CheckDuplicateFile

Group

Environment Check

Class Name

com.ebd.hub.datawizard.extensions.CheckDuplicateFile

Function

This environment check class allows you to determine whether a profile has already converted certain source data.

Description

This environment check class allows you to determine whether a profile already has converted certain source data. If so, the repeated processing is terminated. The check occurs on the basis of the MD5 hash value itself and not based on the file name.

Including the Class

You can select the class directly in field Environment check by in Basic data/Advanced settings. A configuration file is not required.

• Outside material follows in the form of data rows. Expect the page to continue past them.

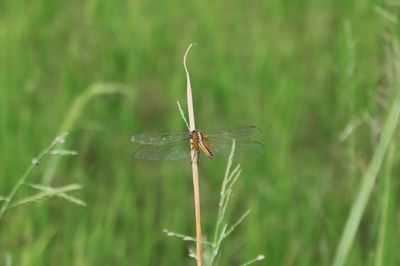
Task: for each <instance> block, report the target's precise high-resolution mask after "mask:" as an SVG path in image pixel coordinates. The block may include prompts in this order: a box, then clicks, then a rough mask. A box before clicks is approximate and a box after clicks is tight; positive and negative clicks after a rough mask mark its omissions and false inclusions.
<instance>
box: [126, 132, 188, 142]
mask: <svg viewBox="0 0 400 266" xmlns="http://www.w3.org/2000/svg"><path fill="white" fill-rule="evenodd" d="M189 139H190V133H189V132H188V131H186V132H172V133H153V134H152V133H141V134H134V135H133V136H132V138H131V140H132V141H133V142H137V143H141V144H147V145H166V144H170V143H173V142H178V141H183V140H189Z"/></svg>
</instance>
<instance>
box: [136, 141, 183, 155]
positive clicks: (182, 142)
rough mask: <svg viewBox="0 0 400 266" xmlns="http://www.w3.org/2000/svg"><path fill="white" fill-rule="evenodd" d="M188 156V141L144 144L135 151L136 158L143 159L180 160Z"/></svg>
mask: <svg viewBox="0 0 400 266" xmlns="http://www.w3.org/2000/svg"><path fill="white" fill-rule="evenodd" d="M188 157H190V142H189V141H181V142H178V143H173V144H167V145H163V146H144V147H141V148H139V149H138V150H137V151H136V153H135V158H136V159H143V160H180V159H184V158H188Z"/></svg>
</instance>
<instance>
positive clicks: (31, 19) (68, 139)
mask: <svg viewBox="0 0 400 266" xmlns="http://www.w3.org/2000/svg"><path fill="white" fill-rule="evenodd" d="M383 10H388V11H389V12H390V13H391V14H392V15H393V16H394V17H392V19H393V20H397V19H396V15H397V14H398V13H399V7H398V6H396V5H385V4H381V5H377V4H376V3H375V1H366V0H364V1H362V0H359V1H344V0H343V1H319V0H315V1H313V0H308V1H273V0H270V1H215V2H214V1H174V0H173V1H159V2H152V1H144V0H137V1H95V0H88V1H78V0H75V1H11V0H2V1H0V195H3V196H5V195H6V194H7V193H8V192H9V191H10V190H11V188H12V185H13V184H15V183H16V181H17V180H18V178H19V177H20V176H21V174H22V173H23V171H24V169H25V168H26V167H27V166H28V165H29V164H30V161H31V159H32V158H33V157H34V156H35V155H36V154H37V153H39V152H40V151H41V150H42V149H43V148H44V147H46V146H47V145H48V143H50V142H51V140H52V139H53V138H54V137H55V136H56V135H57V134H58V133H59V130H60V127H61V124H62V123H63V121H64V119H65V117H66V116H67V114H68V113H69V112H70V111H71V110H72V111H76V112H77V113H79V115H78V117H77V120H76V121H75V122H74V123H73V125H72V128H71V129H70V131H69V133H70V134H69V136H68V138H67V144H66V147H67V148H69V149H73V150H76V151H78V152H79V155H78V156H77V157H67V158H63V159H62V160H61V161H60V164H59V165H58V167H57V169H56V172H55V174H54V178H52V179H51V185H53V186H61V185H64V184H69V183H80V184H82V185H84V189H83V190H81V191H79V192H78V193H75V194H74V195H75V196H78V197H80V198H82V199H84V200H85V201H86V202H87V204H88V206H87V207H79V206H76V205H74V204H71V203H69V202H66V201H63V200H60V199H58V198H52V199H50V200H47V201H43V202H40V203H35V204H32V205H25V206H22V207H20V208H16V209H12V210H10V211H9V212H6V214H5V216H4V217H3V218H2V220H0V264H2V263H3V262H4V261H5V260H6V259H7V258H8V259H9V258H12V261H13V265H194V261H193V260H191V259H190V258H189V257H188V256H187V253H188V248H189V247H192V245H191V244H190V243H188V242H183V241H181V240H179V239H175V238H169V237H166V236H165V234H164V233H163V231H162V230H163V229H164V228H167V229H169V230H172V231H177V232H180V233H184V234H188V235H194V233H195V228H194V211H193V194H192V191H193V188H192V183H191V182H192V181H191V169H190V163H189V161H177V162H150V161H137V160H135V159H134V158H133V154H134V151H135V149H136V148H137V147H138V146H137V145H136V144H134V143H131V142H130V137H131V135H132V134H133V133H139V132H169V131H182V130H184V129H185V125H184V123H183V121H182V119H181V117H180V115H179V112H178V109H177V106H176V100H179V101H180V102H181V104H182V105H183V106H184V108H185V111H186V102H185V100H186V94H185V93H186V91H185V88H186V84H185V74H184V70H183V66H182V58H183V54H184V52H185V50H186V48H187V47H188V45H189V44H190V43H197V46H195V47H193V48H192V50H191V52H190V55H189V71H190V73H191V80H192V87H193V98H194V108H195V115H196V125H197V127H198V128H200V129H205V130H206V129H216V128H235V127H240V126H247V125H256V126H258V127H259V128H261V129H262V131H263V132H262V134H261V135H260V137H259V140H260V141H261V142H262V143H263V144H264V146H265V147H266V150H265V154H264V155H263V156H260V157H255V158H250V159H237V160H236V162H237V163H240V164H241V165H242V175H241V178H240V180H239V182H238V185H237V187H236V190H235V195H234V198H233V199H232V205H231V208H230V211H229V219H230V220H231V221H234V220H236V219H237V218H238V217H239V216H240V215H241V213H243V212H244V211H245V210H246V209H251V210H252V213H251V215H250V216H249V217H248V218H247V219H246V220H245V221H244V222H243V223H242V224H241V225H240V226H239V227H238V228H237V230H236V231H235V232H234V233H233V235H232V236H231V237H230V238H229V239H228V240H227V241H226V242H225V243H224V244H223V247H222V256H221V257H220V260H219V265H239V264H240V263H242V262H244V261H246V260H248V259H250V258H252V257H254V256H256V255H258V254H265V256H266V260H265V261H264V262H261V263H259V265H330V264H331V262H332V260H333V257H334V254H335V250H336V247H337V244H338V241H339V239H340V236H341V233H342V231H343V228H344V225H345V222H346V218H347V215H348V213H349V210H350V208H351V204H352V202H353V200H354V198H355V195H356V193H357V191H358V188H359V185H360V183H361V180H362V176H363V173H364V172H365V171H366V169H367V167H368V164H369V162H370V159H371V157H372V154H373V152H374V149H375V146H376V143H377V139H378V136H379V132H380V129H381V126H382V124H383V123H384V119H385V117H386V114H387V111H388V108H389V106H390V104H391V102H392V98H393V95H394V92H393V88H390V86H388V84H389V82H388V81H387V80H388V77H387V68H388V64H389V63H388V62H390V55H388V52H387V51H388V47H389V44H388V41H387V33H388V32H390V33H391V34H392V35H393V36H394V37H395V38H397V37H398V34H399V31H398V27H396V23H395V22H393V21H391V20H390V18H391V17H389V18H388V17H387V16H386V17H385V16H382V13H384V11H383ZM93 84H106V86H108V87H111V88H114V87H119V86H122V87H123V89H124V91H125V93H123V94H118V95H114V94H113V95H104V96H100V97H95V98H93V99H91V100H90V101H89V102H88V104H87V105H85V106H84V107H82V109H76V110H73V108H76V107H71V106H72V103H73V102H74V101H75V100H76V99H78V97H79V96H80V95H81V93H83V92H84V91H85V90H86V89H87V88H89V87H91V86H93ZM352 123H353V124H357V125H358V126H357V127H355V129H354V131H353V133H352V134H351V135H350V137H348V138H347V139H346V140H345V141H341V140H340V134H341V133H342V132H343V130H344V129H345V128H346V126H347V125H351V124H352ZM397 136H398V134H397ZM392 146H395V145H392ZM394 158H395V159H394V160H395V162H397V161H398V154H397V153H395V157H394ZM47 162H49V160H46V161H44V162H43V163H42V164H41V165H40V167H38V168H37V169H35V171H34V172H33V174H32V176H31V177H30V179H29V181H30V182H34V183H40V182H42V180H43V179H44V178H43V175H44V173H45V172H46V171H45V170H46V165H48V164H47ZM225 165H226V161H225V160H223V159H222V160H221V159H216V160H208V159H207V158H205V157H202V158H201V161H200V186H201V203H202V218H203V220H202V224H203V233H204V234H205V235H207V236H209V237H211V234H212V230H213V228H214V226H215V219H216V218H215V217H216V214H217V210H218V206H217V205H218V204H217V203H218V198H219V188H220V183H221V181H222V177H223V174H224V169H225ZM392 173H393V180H392V184H391V189H390V202H389V207H388V209H387V211H388V219H387V227H386V238H385V241H384V254H383V262H384V263H383V265H399V264H400V254H399V252H398V243H399V241H400V240H399V239H400V229H399V228H400V226H399V181H398V178H396V177H397V175H398V173H399V169H397V167H396V164H394V166H393V169H392ZM381 190H382V189H381V186H380V181H379V179H378V183H377V184H376V186H375V188H374V191H373V194H372V197H371V199H370V201H369V204H368V206H367V210H366V213H365V214H364V216H363V220H362V222H361V224H360V228H359V231H358V234H357V236H356V239H355V242H354V246H353V247H352V249H351V252H350V254H349V258H348V261H347V265H372V264H373V261H374V258H375V250H376V245H377V244H376V243H377V235H378V227H379V221H380V215H381V212H382V210H381V205H380V202H381V194H382V192H381ZM32 193H33V192H32V190H30V189H29V188H25V187H24V188H23V189H22V190H21V191H20V192H19V193H18V194H17V198H21V197H23V196H24V195H30V194H32Z"/></svg>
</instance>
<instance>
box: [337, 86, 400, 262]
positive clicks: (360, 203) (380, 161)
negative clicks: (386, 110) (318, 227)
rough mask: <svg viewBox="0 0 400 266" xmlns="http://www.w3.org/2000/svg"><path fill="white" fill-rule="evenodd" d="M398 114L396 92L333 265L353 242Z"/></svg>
mask: <svg viewBox="0 0 400 266" xmlns="http://www.w3.org/2000/svg"><path fill="white" fill-rule="evenodd" d="M399 116H400V94H399V93H397V95H396V98H395V100H394V102H393V105H392V108H391V111H390V113H389V116H388V118H387V120H386V123H385V125H384V128H383V132H382V134H381V137H380V140H379V143H378V146H377V148H376V149H375V153H374V155H373V157H372V161H371V163H370V165H369V168H368V171H367V172H366V173H365V175H364V178H363V181H362V184H361V186H360V190H359V192H358V194H357V197H356V199H355V201H354V203H353V206H352V208H351V211H350V214H349V216H348V219H347V222H346V225H345V228H344V230H343V233H342V236H341V239H340V242H339V246H338V248H337V250H336V255H335V259H334V262H333V264H332V265H333V266H341V265H343V264H344V262H345V260H346V257H347V255H348V253H349V251H350V248H351V245H352V244H353V241H354V237H355V234H356V232H357V229H358V226H359V224H360V221H361V217H362V214H363V213H364V210H365V206H366V205H367V202H368V199H369V197H370V195H371V191H372V188H373V186H374V184H375V180H376V178H377V176H378V172H379V170H380V168H381V165H382V161H383V159H384V157H385V154H386V152H387V150H388V147H389V144H390V141H391V139H392V138H393V134H394V131H395V129H396V125H397V123H398V120H399Z"/></svg>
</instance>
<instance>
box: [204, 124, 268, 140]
mask: <svg viewBox="0 0 400 266" xmlns="http://www.w3.org/2000/svg"><path fill="white" fill-rule="evenodd" d="M260 132H261V130H260V129H259V128H258V127H255V126H249V127H241V128H236V129H220V130H212V131H209V132H206V133H205V134H206V136H207V138H209V139H210V140H214V139H216V140H230V139H236V140H245V139H250V138H252V137H254V136H256V135H258V134H260Z"/></svg>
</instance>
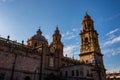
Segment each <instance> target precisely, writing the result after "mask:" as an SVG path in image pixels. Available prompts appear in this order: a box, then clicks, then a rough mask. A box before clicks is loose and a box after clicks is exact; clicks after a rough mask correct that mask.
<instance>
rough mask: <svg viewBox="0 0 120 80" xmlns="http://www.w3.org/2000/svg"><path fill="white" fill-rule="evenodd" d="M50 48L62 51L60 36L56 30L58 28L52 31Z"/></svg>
mask: <svg viewBox="0 0 120 80" xmlns="http://www.w3.org/2000/svg"><path fill="white" fill-rule="evenodd" d="M51 46H53V47H55V49H59V50H61V51H63V44H62V42H61V34H60V31H59V29H58V26H57V27H56V30H55V31H54V34H53V41H52V43H51Z"/></svg>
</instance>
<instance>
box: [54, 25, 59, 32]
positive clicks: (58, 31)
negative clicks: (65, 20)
mask: <svg viewBox="0 0 120 80" xmlns="http://www.w3.org/2000/svg"><path fill="white" fill-rule="evenodd" d="M59 32H60V31H59V29H58V25H57V27H56V30H55V34H59Z"/></svg>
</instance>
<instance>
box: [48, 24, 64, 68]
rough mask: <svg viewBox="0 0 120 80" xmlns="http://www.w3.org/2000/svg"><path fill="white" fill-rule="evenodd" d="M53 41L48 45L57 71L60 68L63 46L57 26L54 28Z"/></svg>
mask: <svg viewBox="0 0 120 80" xmlns="http://www.w3.org/2000/svg"><path fill="white" fill-rule="evenodd" d="M52 37H53V40H52V42H51V44H50V51H51V53H53V56H54V59H55V63H54V64H55V67H56V68H57V69H59V68H60V67H61V66H62V62H61V59H62V57H63V44H62V42H61V34H60V31H59V29H58V26H57V27H56V29H55V31H54V34H53V36H52Z"/></svg>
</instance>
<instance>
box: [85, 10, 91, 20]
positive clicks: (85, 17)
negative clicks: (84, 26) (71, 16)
mask: <svg viewBox="0 0 120 80" xmlns="http://www.w3.org/2000/svg"><path fill="white" fill-rule="evenodd" d="M84 18H90V19H91V17H90V16H89V14H88V12H87V11H86V13H85V17H84Z"/></svg>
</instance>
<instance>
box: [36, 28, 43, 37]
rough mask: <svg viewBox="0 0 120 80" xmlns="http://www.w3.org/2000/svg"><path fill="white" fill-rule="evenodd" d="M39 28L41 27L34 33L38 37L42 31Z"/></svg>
mask: <svg viewBox="0 0 120 80" xmlns="http://www.w3.org/2000/svg"><path fill="white" fill-rule="evenodd" d="M40 27H41V26H39V29H38V30H37V32H36V33H37V34H38V35H41V34H42V31H41V29H40Z"/></svg>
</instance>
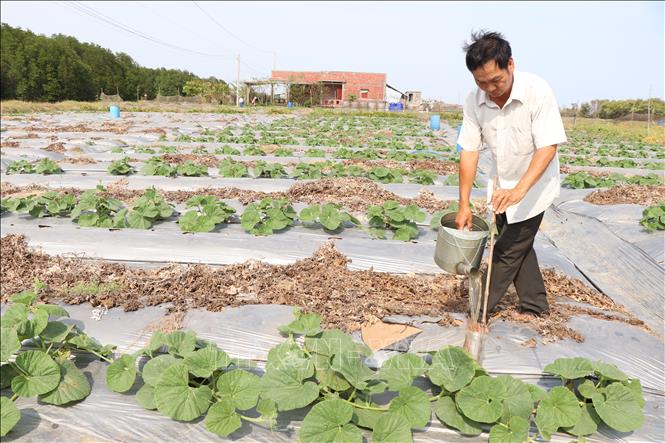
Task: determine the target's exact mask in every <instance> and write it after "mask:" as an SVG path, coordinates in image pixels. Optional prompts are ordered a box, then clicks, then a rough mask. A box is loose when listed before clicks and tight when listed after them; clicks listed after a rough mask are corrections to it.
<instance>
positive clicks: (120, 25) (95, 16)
mask: <svg viewBox="0 0 665 443" xmlns="http://www.w3.org/2000/svg"><path fill="white" fill-rule="evenodd" d="M62 3H63V4H64V5H65V6H68V7H70V8H73V9H75V10H76V11H78V12H81V13H83V14H85V15H87V16H89V17H92V18H95V19H97V20H100V21H103V22H105V23H107V24H109V25H111V26H113V27H115V28H118V29H121V30H123V31H125V32H128V33H130V34H132V35H135V36H137V37H140V38H142V39H145V40H148V41H150V42H153V43H155V44H158V45H161V46H165V47H167V48H171V49H175V50H177V51H181V52H188V53H192V54H196V55H202V56H206V57H216V58H226V59H228V58H230V57H229V56H228V55H223V54H210V53H207V52H201V51H195V50H192V49H188V48H183V47H181V46H177V45H173V44H171V43H168V42H165V41H163V40H160V39H157V38H154V37H151V36H149V35H147V34H145V33H143V32H141V31H138V30H136V29H134V28H132V27H130V26H127V25H125V24H123V23H121V22H119V21H117V20H115V19H113V18H111V17H109V16H107V15H104V14H102V13H101V12H99V11H97V10H95V9H93V8H91V7H90V6H86V5H84V4H82V3H80V2H76V1H75V2H62Z"/></svg>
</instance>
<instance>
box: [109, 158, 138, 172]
mask: <svg viewBox="0 0 665 443" xmlns="http://www.w3.org/2000/svg"><path fill="white" fill-rule="evenodd" d="M107 170H108V173H109V174H111V175H130V174H133V173H134V168H132V165H130V164H129V157H125V158H123V159H120V160H116V161H114V162H111V164H110V165H109V167H108V169H107Z"/></svg>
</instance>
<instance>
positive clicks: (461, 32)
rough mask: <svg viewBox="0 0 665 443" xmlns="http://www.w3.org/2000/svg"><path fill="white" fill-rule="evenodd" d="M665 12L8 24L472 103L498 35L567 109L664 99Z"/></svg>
mask: <svg viewBox="0 0 665 443" xmlns="http://www.w3.org/2000/svg"><path fill="white" fill-rule="evenodd" d="M664 4H665V2H662V1H649V2H638V1H628V2H596V1H594V2H524V1H520V2H358V1H354V2H313V1H312V2H279V1H275V2H211V1H197V2H194V1H187V2H159V1H151V2H140V1H135V2H99V1H96V2H62V1H49V2H20V1H11V2H8V1H2V2H0V7H1V8H2V22H3V23H7V24H9V25H11V26H15V27H21V28H23V29H29V30H31V31H33V32H35V33H37V34H44V35H52V34H57V33H60V34H66V35H71V36H73V37H76V38H77V39H78V40H79V41H82V42H89V43H95V44H97V45H100V46H102V47H104V48H108V49H110V50H111V51H113V52H124V53H127V54H129V55H130V56H131V57H132V58H133V59H134V60H135V61H136V62H137V63H139V64H140V65H143V66H146V67H151V68H157V67H166V68H177V69H184V70H188V71H190V72H193V73H194V74H196V75H199V76H201V77H208V76H215V77H218V78H222V79H224V80H226V81H235V78H236V55H238V54H239V55H240V62H241V63H240V78H241V80H249V79H252V78H266V77H268V76H269V75H270V71H271V69H272V68H273V66H276V67H277V69H280V70H295V71H360V72H384V73H386V74H387V75H388V83H389V84H391V85H392V86H394V87H396V88H397V89H399V90H401V91H405V90H415V91H422V93H423V97H424V98H426V99H438V100H443V101H445V102H447V103H462V102H463V100H464V98H465V97H466V95H467V94H468V93H469V92H470V91H471V90H473V89H474V87H475V84H474V83H473V78H472V77H471V74H470V73H469V72H468V70H467V69H466V66H465V64H464V52H463V51H462V45H463V43H464V42H465V41H466V40H468V39H469V37H470V34H471V32H472V31H477V30H480V29H487V30H495V31H499V32H501V33H503V34H504V36H505V37H506V39H507V40H508V41H509V42H510V44H511V47H512V51H513V57H514V59H515V64H516V67H517V69H518V70H523V71H528V72H532V73H534V74H536V75H539V76H540V77H543V78H544V79H545V80H546V81H547V82H548V83H549V84H550V85H551V86H552V88H553V90H554V92H555V94H556V96H557V100H558V102H559V105H560V106H568V105H570V104H572V103H576V102H584V101H589V100H592V99H628V98H647V97H648V96H649V92H651V94H650V95H651V97H660V98H663V97H664V78H665V72H664V64H665V62H664V57H665V56H664V54H665V46H664V40H665V36H664V35H665V34H664V33H665V31H664V28H663V24H664V14H665V11H664Z"/></svg>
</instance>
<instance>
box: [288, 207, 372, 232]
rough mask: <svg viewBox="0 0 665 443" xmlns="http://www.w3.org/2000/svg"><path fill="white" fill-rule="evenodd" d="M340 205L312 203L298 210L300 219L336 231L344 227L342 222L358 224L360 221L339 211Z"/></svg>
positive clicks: (301, 220)
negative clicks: (312, 204)
mask: <svg viewBox="0 0 665 443" xmlns="http://www.w3.org/2000/svg"><path fill="white" fill-rule="evenodd" d="M341 207H342V205H339V204H334V203H326V204H324V205H312V206H308V207H306V208H303V210H302V211H300V216H299V218H300V220H301V221H303V222H311V223H318V224H320V225H321V226H323V228H324V229H326V230H328V231H336V230H338V229H340V228H343V227H344V223H346V222H350V223H353V224H354V225H356V226H357V225H360V221H359V220H358V219H357V218H355V217H354V216H352V215H351V214H349V213H348V212H345V211H341V210H340V208H341Z"/></svg>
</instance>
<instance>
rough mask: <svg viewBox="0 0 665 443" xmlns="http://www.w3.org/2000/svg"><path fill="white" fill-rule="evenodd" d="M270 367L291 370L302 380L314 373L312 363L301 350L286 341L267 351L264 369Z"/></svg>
mask: <svg viewBox="0 0 665 443" xmlns="http://www.w3.org/2000/svg"><path fill="white" fill-rule="evenodd" d="M272 369H287V370H293V371H295V372H294V375H295V376H296V377H297V378H298V379H299V380H300V381H302V380H304V379H306V378H308V377H311V376H312V375H314V364H313V363H312V361H311V360H310V359H308V358H306V357H305V354H304V353H303V351H302V350H301V349H300V348H299V347H298V346H297V345H295V344H293V343H289V342H287V341H285V342H283V343H281V344H279V345H277V346H275V347H274V348H272V349H271V350H270V351H269V352H268V362H267V363H266V371H268V372H270V371H271V370H272Z"/></svg>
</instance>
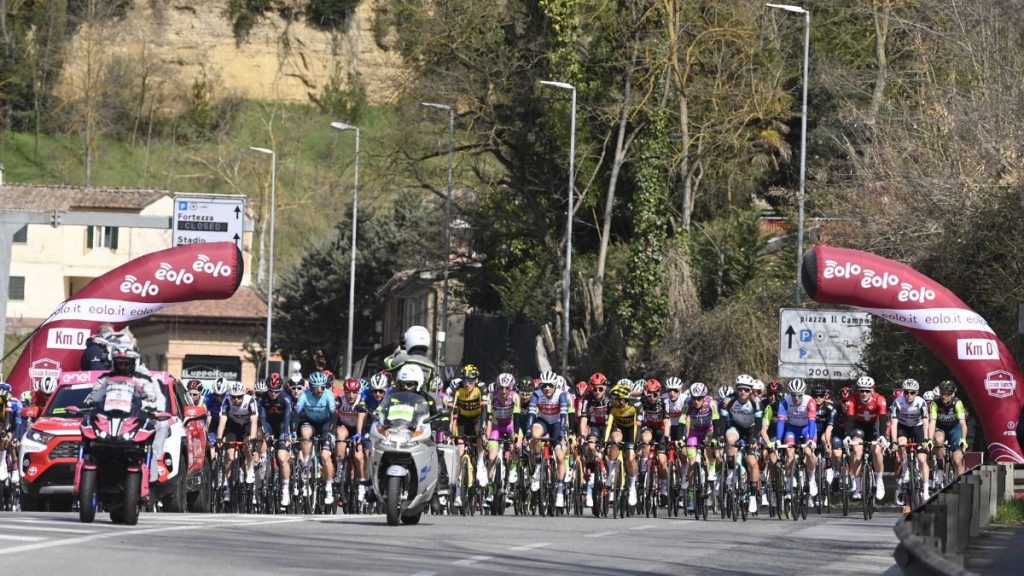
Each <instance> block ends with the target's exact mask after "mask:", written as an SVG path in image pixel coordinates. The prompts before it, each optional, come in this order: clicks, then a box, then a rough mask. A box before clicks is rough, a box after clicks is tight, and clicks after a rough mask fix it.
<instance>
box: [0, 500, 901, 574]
mask: <svg viewBox="0 0 1024 576" xmlns="http://www.w3.org/2000/svg"><path fill="white" fill-rule="evenodd" d="M895 521H896V515H895V513H893V512H883V513H877V515H876V517H874V519H873V520H872V521H870V522H864V521H863V520H862V519H859V518H852V517H851V518H849V519H843V518H842V517H840V516H836V515H833V516H831V517H817V516H815V515H812V516H811V517H809V518H808V520H807V521H806V522H792V521H779V520H769V519H766V518H761V519H751V521H749V522H746V523H745V524H744V523H742V522H739V523H735V524H734V523H732V522H731V521H722V520H710V521H708V522H697V521H694V520H690V519H682V520H680V519H671V520H670V519H665V518H658V519H646V518H641V519H626V520H611V519H603V520H598V519H594V518H564V519H562V518H556V519H549V518H516V517H514V516H506V517H499V518H493V517H486V518H482V517H476V518H461V517H432V516H424V517H423V520H422V521H421V523H420V525H419V526H398V527H388V526H386V525H385V522H384V518H383V517H378V516H369V517H246V516H233V515H217V516H211V515H170V513H161V515H152V513H143V515H142V517H141V519H140V520H139V525H138V526H135V527H126V526H120V525H112V524H110V522H109V520H108V518H106V515H97V520H96V522H95V523H94V524H79V522H78V517H77V515H74V513H46V512H3V513H0V565H3V566H32V567H35V568H34V569H35V570H38V571H40V572H42V573H45V574H76V576H79V575H81V576H87V575H92V574H95V575H102V576H109V575H110V574H112V573H122V571H123V572H129V571H130V572H132V573H136V574H175V575H180V574H189V575H193V574H194V575H210V576H214V575H222V574H248V575H256V574H273V575H275V576H281V575H284V574H332V575H336V574H339V573H340V574H370V573H373V574H382V575H395V576H432V575H435V574H437V575H443V576H447V575H460V574H466V575H473V576H478V575H479V574H481V573H488V574H490V573H496V574H510V575H513V574H516V575H518V574H541V573H544V574H548V575H552V574H559V575H562V574H568V575H580V576H601V575H608V576H611V575H624V574H626V575H629V574H666V575H672V576H679V575H681V574H716V575H722V574H725V575H731V574H772V575H775V574H800V575H802V576H804V575H808V574H829V575H841V574H851V575H854V574H856V575H863V574H888V575H897V574H900V571H899V569H898V568H896V566H895V564H894V562H893V557H892V552H893V549H894V548H895V546H896V538H895V535H894V534H893V530H892V526H893V524H894V523H895ZM112 569H113V570H114V572H112Z"/></svg>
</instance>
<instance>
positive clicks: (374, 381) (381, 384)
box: [370, 372, 391, 390]
mask: <svg viewBox="0 0 1024 576" xmlns="http://www.w3.org/2000/svg"><path fill="white" fill-rule="evenodd" d="M390 383H391V373H390V372H378V373H376V374H374V375H373V376H370V389H373V390H386V389H387V387H388V385H389V384H390Z"/></svg>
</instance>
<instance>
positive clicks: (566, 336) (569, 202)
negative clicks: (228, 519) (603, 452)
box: [541, 80, 575, 376]
mask: <svg viewBox="0 0 1024 576" xmlns="http://www.w3.org/2000/svg"><path fill="white" fill-rule="evenodd" d="M541 84H544V85H545V86H552V87H555V88H561V89H562V90H571V91H572V114H571V117H570V118H571V120H570V121H569V190H568V197H569V210H568V215H567V216H566V218H565V278H564V279H563V280H562V375H563V376H567V375H568V372H569V287H570V285H571V274H572V183H573V179H574V178H573V175H574V174H573V171H572V168H573V167H572V161H573V160H574V159H575V86H573V85H572V84H568V83H565V82H553V81H551V80H541Z"/></svg>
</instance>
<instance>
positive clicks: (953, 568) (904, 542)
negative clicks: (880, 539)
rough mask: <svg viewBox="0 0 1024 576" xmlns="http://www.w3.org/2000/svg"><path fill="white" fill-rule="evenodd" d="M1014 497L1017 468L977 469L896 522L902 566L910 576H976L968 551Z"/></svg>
mask: <svg viewBox="0 0 1024 576" xmlns="http://www.w3.org/2000/svg"><path fill="white" fill-rule="evenodd" d="M1013 494H1014V465H1013V464H983V465H980V466H976V467H974V468H972V469H971V470H969V471H968V472H966V474H965V475H964V476H962V477H959V478H958V479H956V481H954V482H953V483H952V484H950V485H949V486H946V487H945V488H943V489H942V490H940V491H938V492H937V493H936V494H935V495H933V496H932V497H931V498H930V499H929V500H928V501H926V502H925V503H924V504H922V505H921V506H919V507H918V508H916V509H914V510H911V511H910V512H909V513H906V515H904V516H903V518H901V519H900V520H899V521H897V522H896V526H894V527H893V530H894V531H895V532H896V537H897V538H899V542H900V543H899V545H897V546H896V551H895V552H894V553H893V556H894V557H895V559H896V564H898V565H899V567H900V569H901V570H902V571H903V572H904V573H905V574H907V575H909V576H923V575H942V576H969V575H970V576H973V575H974V573H973V572H971V571H969V570H966V569H965V568H964V557H965V554H967V550H968V547H969V546H970V545H971V541H972V540H973V539H975V538H977V537H978V535H979V534H980V532H981V530H982V529H984V528H987V527H988V525H989V524H990V523H991V522H992V519H993V518H995V510H996V508H997V507H998V506H999V504H1002V503H1004V502H1006V501H1007V500H1008V499H1010V498H1012V497H1013Z"/></svg>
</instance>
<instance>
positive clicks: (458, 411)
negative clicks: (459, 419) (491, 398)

When using this class for the first time, a database table is created automatically using the default schema of Lobster_data (usually hub). Every data stream that passes through the class is recorded in table dw_file_hash. There is no independent deletion of entries since the hold-back time can be customised individually for every installation and/or profile. Simply set up a profile with input agent Cron Job that deletes the table according to your wishes.

Table dw_file_hash and the behaviour of the class

images/download/attachments/21304946/image2016-12-19_14_52_59-version-1-modificationdate-1537837333000-api-v2.png

The figure shows the structure of the table and its possible values.

  • MD5 hash of the data.

  • Point in time of the conversion.

  • File name if available.

  • Profile name of the conversion.

  • Job number of the conversion.

If a conversion is initiated with this environment check, the MD5 hash of the current source file will be determined and will be searched for in the database table. If it already exists, the conversion will be terminated. If the checkbox Is an error if the profile is called when suspended is deactivated in the profile, only a message under General Messages will be created in the Control Center and the job is
removed completely. If, however, the checkbox Is an error if the profile is called when suspended is activate, the job will be marked as erroneous with the message Skipping duplicate file... in the Control Center.

Note: The check is not executed for a mapping test or a restart of the backup file, meaning the job can be restarted if an error occurs in the mapping.